The second flex ion trap interconnect 240 includes three connectors: 242A, 242B, and 242C. Connector 242A is located at a first end of the second flex ion trap interconnect 240, connector 242B is located in the middle of the second flex ion trap interconnect 240, and connector 242C is located at a second end of the second flex ion trap interconnect 240. As illustrated in FIG. 2, connector 242A is connected to the top of a second side of the ion trap 210, connector 242B is connected to the package 220, and connector 242C is connected to the second wall 202B of the vacuum chamber 202A.
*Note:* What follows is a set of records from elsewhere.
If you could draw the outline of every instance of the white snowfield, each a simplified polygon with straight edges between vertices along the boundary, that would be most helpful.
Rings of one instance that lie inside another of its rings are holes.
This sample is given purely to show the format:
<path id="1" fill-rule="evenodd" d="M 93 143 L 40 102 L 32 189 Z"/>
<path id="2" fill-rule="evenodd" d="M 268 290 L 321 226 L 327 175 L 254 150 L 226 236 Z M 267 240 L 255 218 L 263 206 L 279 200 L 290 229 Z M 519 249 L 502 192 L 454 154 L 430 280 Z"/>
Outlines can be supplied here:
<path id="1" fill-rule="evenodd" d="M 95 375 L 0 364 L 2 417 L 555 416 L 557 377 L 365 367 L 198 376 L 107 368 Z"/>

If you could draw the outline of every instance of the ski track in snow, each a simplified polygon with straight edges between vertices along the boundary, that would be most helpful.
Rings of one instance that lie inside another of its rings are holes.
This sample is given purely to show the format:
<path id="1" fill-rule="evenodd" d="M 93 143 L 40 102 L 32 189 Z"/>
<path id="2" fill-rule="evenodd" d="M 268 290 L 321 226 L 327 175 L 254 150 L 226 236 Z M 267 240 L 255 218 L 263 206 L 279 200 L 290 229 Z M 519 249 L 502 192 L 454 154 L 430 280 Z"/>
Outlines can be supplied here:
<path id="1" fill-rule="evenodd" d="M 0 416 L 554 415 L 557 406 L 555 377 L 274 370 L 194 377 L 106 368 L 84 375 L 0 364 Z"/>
The first flex ion trap interconnect 230 and the second flex ion trap interconnect 240 connect to the ion trap 210 with connectors 232A, 242B that may be configured to be connected to the ion trap 210, such as with the bonding of one or more bond pads, which are described herein.

The first flex ion trap interconnect 230 and the second flex ion trap interconnect 240 connect to the package 220 with connectors 232B, 242B that may be configured to be connected to the package 220, such as with bonding to one or more bond pads and/or pins. The package 220 may include a pin grid array (PGA) and/or a land grid array (LGA), and the connectors may be configured to either receive pins from a PGA or provide pins to an LGA. The package 220 may also include one or more connectors (not depicted) that are configured to mate with the connectors 232B, 242B of the flex ion trap interconnects 230, 240.

In various embodiments, the use of flex ion trap interconnects 230, 240 allows for the removal or relocation of various components in the vacuum chamber 200. As illustrated in FIG. 2, the ion trap 210 may be directly connected to the package 220 and there are not one or more layers of other components, including, but not limited to, an interposer to route signals to and from the ion trap. Embodiments removing such additional layers may remove parasitic losses from routing signals through such additional layers, which may each then be connected with wire bonds and/or solder bonds. Each time a signal is transferred from one interconnection to another there are parasitic loses and, thus, the removal of the additional interconnects removes parasitic losses each interconnect introduces.

As illustrated in FIG. 2, a flex ion trap interconnect (e.g., 230) may route a signal to and/or from the ion trap 210 to either the package 220 and/or a first wall of the vacuum chamber 202A. The routing to the edge of the vacuum chamber 200 provides for the electrical signal be transferred out of the vacuum chamber 200, such as to a controller 30. In various embodiments, one or more components that may have been a layer of a stack (e.g., an ASIC) may be relocated to a wall of a vacuum chamber 40, such as the first wall 202A or the second wall 202B. One or more flex ion trap interconnects (e.g., 230, 240) may connect to these relocated components. In various embodiments, the ion trap 210 may include one or more TSVs and/or bonding pads on its bottom side, which may be connected to the package 220. In various embodiments, there may be a spacer (not illustrated) between the ion trap 120 and a package 220.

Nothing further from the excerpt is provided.